Self-care is not sustainable.

Las Vegas strip
Las Vegas strip

Are you okay? Do you have the mental and physical energy to find joy in the ordinary activities you engage in during the day. How is work going? How are your relationships growing? Where does your passion rest?

These are important questions – questions I often ask of my friends when I see them dragging their feet or when I sense that joy is no longer accompanying them on their journey. I am a big proponent of doing the little things that restore our wellbeing and grow our resilience. I even begin all my classes by encouraging my students to care for themselves above all things so that they can learn well, love well, and live well.

This week I had the opportunity to work remotely from Las Vegas and in the evenings, I went out to enjoy the flashing lights that engulf the strip with people from around the world. I relished in all the food options that make even a disciplined man like me a glutton. I walked more than I typically walk in a month and found rest in the most unusual of places as I traveled from one end of the strip to the other.
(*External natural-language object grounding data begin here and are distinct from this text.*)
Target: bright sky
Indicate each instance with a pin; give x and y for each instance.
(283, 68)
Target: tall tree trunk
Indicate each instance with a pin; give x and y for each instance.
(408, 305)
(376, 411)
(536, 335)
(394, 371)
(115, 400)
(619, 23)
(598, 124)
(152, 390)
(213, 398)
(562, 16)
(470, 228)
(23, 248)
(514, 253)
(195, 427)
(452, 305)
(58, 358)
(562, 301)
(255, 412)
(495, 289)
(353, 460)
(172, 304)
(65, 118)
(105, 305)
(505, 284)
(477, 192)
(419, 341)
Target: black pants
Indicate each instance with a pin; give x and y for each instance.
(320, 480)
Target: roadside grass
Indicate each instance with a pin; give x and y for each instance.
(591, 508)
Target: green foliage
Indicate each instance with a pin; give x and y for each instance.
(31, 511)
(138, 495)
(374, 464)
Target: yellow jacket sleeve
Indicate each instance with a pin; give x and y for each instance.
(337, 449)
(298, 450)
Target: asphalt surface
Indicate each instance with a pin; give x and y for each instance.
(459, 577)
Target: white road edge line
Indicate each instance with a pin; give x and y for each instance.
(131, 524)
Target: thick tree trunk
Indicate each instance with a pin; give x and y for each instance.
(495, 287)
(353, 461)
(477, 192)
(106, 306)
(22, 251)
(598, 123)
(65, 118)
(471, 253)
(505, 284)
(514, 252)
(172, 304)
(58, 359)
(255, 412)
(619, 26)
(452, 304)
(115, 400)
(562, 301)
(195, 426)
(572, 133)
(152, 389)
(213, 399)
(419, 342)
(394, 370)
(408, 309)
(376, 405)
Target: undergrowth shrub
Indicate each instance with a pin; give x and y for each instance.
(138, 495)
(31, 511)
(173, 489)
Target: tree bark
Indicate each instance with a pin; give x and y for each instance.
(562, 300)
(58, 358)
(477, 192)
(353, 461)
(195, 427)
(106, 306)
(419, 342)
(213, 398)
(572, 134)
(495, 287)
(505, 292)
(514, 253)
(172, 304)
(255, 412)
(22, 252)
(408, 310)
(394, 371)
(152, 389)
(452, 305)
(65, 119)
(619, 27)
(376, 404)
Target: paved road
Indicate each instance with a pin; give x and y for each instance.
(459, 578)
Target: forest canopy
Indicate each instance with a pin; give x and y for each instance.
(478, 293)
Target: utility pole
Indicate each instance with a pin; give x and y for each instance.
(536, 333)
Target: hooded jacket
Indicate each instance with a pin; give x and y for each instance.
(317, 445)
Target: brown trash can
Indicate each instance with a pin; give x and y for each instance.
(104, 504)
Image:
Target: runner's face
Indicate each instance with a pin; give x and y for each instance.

I started thinking, this is truly a great way to self-care…

Then, I would start another day in my hotel room with grading and countless emails that awaited me. I would review my bank account for the damage report. The self remained, but oh he cared now.

I began thinking that the whole idea of self-care as something we do is not sustainable. If self-care is what I do after work, or where I go during a remote working trip, or even the activities that I engage in to escape my ordinary journey – it is not sustainable. Not only is it not sustainable, but it is also only a temporary relief that comes flooding back the moment this self-care activity ends. Sometimes it even returns with a faithful companion – the consequences.
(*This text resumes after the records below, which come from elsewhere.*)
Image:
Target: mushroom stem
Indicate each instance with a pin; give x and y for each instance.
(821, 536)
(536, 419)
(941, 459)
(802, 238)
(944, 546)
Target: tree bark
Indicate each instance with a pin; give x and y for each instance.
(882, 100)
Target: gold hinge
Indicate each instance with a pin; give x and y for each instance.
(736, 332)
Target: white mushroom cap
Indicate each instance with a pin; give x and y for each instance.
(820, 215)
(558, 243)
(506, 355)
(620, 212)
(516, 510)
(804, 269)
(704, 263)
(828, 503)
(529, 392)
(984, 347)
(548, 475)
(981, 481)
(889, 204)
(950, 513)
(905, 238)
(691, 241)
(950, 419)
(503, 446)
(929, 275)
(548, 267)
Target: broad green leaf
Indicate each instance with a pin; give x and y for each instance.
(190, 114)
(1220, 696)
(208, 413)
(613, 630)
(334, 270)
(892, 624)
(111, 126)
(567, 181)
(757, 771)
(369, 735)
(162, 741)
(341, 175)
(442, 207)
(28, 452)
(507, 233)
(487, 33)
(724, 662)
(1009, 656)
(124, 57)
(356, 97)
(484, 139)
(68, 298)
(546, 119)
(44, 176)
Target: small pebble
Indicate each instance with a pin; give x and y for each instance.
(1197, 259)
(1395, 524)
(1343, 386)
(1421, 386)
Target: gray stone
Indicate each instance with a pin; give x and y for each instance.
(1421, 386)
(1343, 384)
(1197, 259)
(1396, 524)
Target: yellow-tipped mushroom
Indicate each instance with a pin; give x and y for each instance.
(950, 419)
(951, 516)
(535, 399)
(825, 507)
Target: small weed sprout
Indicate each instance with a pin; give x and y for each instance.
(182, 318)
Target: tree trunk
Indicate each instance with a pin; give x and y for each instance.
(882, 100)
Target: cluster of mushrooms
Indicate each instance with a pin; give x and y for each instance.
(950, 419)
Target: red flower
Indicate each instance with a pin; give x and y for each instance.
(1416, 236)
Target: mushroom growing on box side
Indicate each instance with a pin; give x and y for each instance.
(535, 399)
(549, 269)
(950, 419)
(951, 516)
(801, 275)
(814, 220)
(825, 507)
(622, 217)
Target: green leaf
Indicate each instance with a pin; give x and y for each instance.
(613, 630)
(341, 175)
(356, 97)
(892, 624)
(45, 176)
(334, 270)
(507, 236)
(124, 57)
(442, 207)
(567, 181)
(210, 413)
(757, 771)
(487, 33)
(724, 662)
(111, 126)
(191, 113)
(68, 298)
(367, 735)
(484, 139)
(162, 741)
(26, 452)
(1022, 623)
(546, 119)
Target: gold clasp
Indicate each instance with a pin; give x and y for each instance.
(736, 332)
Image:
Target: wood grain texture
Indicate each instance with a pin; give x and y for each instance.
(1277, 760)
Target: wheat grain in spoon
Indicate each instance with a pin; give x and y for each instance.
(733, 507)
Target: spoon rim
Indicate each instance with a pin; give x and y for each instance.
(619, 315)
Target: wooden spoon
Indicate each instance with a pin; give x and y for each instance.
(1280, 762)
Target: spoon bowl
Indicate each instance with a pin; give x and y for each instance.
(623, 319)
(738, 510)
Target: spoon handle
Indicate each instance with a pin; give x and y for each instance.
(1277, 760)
Now, don’t get me wrong, I truly enjoyed being able to leave my routine and have a different place to enjoy life after work. I even had a lot of fun exploring the attractions that I was excited to experience. However, after some reflection, I am choosing to reframe self-care. Because self-care is not something you do, but how you do what you do.

Self-care is not something you do, but how you do what you do.

When we understand self-care as part of our process, our mindset shifts. Instead of working incredibly long hours at work pursuing a false idol that will never be attained, I will practice self-care and enjoy only eight hours of my workday; and be at peace with the productivity I accomplished and not the busyness that the day portrayed. Instead of planning a two-week trip out of the country after a long year of working without rest, I will bask in the beauty that is around my city with the ones that I care most about on this journey of life. I will enjoy that warm cup of coffee on my balcony while I read before heading to work. I will relish that adventurous home cooked meal with my best friend who has chosen to spend the rest of her life with me. I will engage in the ordinary parts of life with a new mindset that transforms them into extraordinary occurrences. Self-care as a treat is valuable and encouraged, but self-care as an escape is never sustainable.

  • How can you reframe what you are doing that is draining the joy out of you and engage in those activities with self-care?

  • What might it look like to be mindful and care for your wellbeing as you journey through your everyday life?